Oncomodulin is a macrophage-derived signal for axon regeneration in retinal ganglion cells
Research output: Contribution to journal › Article
Colleges, School and Institutes
The optic nerve, like most mature CNS pathways, does not regenerate after injury. Through unknown mechanisms, however, macrophage activation in the eye stimulates retinal ganglion cells (RGCs) to regenerate long axons beyond the site of optic nerve injury. Here we identify the calcium (Ca(2+))-binding protein oncomodulin as a potent macrophage-derived growth factor for RGCs and other neurons.
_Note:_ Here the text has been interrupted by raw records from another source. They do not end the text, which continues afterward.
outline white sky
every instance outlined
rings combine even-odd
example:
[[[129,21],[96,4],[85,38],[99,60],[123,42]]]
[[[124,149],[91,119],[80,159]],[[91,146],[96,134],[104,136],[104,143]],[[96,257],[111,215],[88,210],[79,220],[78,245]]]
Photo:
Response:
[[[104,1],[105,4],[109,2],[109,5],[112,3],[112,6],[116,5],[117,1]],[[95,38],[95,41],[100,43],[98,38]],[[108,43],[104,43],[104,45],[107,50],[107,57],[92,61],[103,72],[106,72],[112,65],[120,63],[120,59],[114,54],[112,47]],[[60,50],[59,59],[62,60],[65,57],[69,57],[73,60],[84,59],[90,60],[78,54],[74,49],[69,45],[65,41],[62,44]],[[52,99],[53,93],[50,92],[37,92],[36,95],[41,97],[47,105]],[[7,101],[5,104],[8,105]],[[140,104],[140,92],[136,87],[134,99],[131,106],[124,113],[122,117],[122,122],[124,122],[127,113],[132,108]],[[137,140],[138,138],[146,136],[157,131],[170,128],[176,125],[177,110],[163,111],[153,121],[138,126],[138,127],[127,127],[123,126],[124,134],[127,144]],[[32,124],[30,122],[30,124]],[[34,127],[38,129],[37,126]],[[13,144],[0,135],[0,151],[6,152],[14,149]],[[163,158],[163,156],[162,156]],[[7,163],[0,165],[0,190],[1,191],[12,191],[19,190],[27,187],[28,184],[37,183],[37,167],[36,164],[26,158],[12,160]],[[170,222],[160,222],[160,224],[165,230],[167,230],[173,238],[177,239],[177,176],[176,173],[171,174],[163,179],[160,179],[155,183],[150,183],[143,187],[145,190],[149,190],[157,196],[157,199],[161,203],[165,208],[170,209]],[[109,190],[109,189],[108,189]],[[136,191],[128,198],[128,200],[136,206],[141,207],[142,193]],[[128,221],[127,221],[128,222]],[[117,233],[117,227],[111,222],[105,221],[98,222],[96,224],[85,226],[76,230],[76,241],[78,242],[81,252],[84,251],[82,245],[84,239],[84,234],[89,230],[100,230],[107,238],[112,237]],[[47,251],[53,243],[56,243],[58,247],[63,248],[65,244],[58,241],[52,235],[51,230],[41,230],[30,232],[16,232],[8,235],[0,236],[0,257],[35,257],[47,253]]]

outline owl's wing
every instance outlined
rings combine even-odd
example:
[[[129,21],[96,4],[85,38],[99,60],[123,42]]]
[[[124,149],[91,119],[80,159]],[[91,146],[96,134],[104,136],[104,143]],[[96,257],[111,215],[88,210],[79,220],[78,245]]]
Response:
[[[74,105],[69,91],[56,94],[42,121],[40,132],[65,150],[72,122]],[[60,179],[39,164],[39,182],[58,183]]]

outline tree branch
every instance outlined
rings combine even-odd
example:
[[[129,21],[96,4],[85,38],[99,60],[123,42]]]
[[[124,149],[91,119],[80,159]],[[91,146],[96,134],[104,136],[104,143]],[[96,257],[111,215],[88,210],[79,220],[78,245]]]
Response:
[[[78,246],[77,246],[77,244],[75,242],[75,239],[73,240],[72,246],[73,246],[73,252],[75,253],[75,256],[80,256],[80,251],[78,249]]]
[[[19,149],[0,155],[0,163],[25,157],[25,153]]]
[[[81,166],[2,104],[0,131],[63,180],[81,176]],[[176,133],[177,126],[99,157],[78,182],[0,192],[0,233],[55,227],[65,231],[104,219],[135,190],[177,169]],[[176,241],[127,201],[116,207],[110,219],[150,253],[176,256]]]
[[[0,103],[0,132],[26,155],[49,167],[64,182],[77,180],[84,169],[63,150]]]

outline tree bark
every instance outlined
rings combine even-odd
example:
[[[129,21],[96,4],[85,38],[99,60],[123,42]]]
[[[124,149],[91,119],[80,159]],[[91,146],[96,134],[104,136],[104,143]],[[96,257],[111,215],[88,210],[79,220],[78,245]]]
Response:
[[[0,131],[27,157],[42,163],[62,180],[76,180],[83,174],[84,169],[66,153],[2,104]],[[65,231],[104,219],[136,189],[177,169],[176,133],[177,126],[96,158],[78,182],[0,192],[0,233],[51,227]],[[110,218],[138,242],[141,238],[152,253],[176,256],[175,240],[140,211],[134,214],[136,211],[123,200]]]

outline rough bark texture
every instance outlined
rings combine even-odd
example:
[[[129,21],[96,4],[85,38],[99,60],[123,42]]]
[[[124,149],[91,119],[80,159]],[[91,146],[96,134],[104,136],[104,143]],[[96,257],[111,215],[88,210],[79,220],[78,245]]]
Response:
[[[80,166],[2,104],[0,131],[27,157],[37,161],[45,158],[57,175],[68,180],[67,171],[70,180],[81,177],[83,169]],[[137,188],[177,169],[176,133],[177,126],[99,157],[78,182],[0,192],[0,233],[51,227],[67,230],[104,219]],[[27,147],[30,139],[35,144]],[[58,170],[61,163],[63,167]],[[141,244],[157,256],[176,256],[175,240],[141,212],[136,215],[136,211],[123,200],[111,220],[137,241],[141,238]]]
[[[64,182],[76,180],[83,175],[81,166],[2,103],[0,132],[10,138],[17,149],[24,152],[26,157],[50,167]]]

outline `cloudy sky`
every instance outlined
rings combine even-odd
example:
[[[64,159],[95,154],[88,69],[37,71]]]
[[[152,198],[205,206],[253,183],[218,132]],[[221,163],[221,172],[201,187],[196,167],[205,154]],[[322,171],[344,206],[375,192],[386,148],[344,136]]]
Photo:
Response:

Oncomodulin binds to rat RGCs with high affinity in a cyclic AMP (cAMP)-dependent manner and stimulates more extensive outgrowth than other known trophic agents. Depletion of oncomodulin from macrophage-conditioned media (MCM) eliminates the axon-promoting activity of MCM. The effects of oncomodulin involve downstream signaling via Ca(2+)/calmodulin kinase and gene transcription. In vivo, oncomodulin released from microspheres promotes regeneration in the mature rat optic nerve. Oncomodulin also stimulates outgrowth from peripheral sensory neurons. Thus, oncomodulin is a new growth factor for neurons of the mature central and peripheral nervous systems.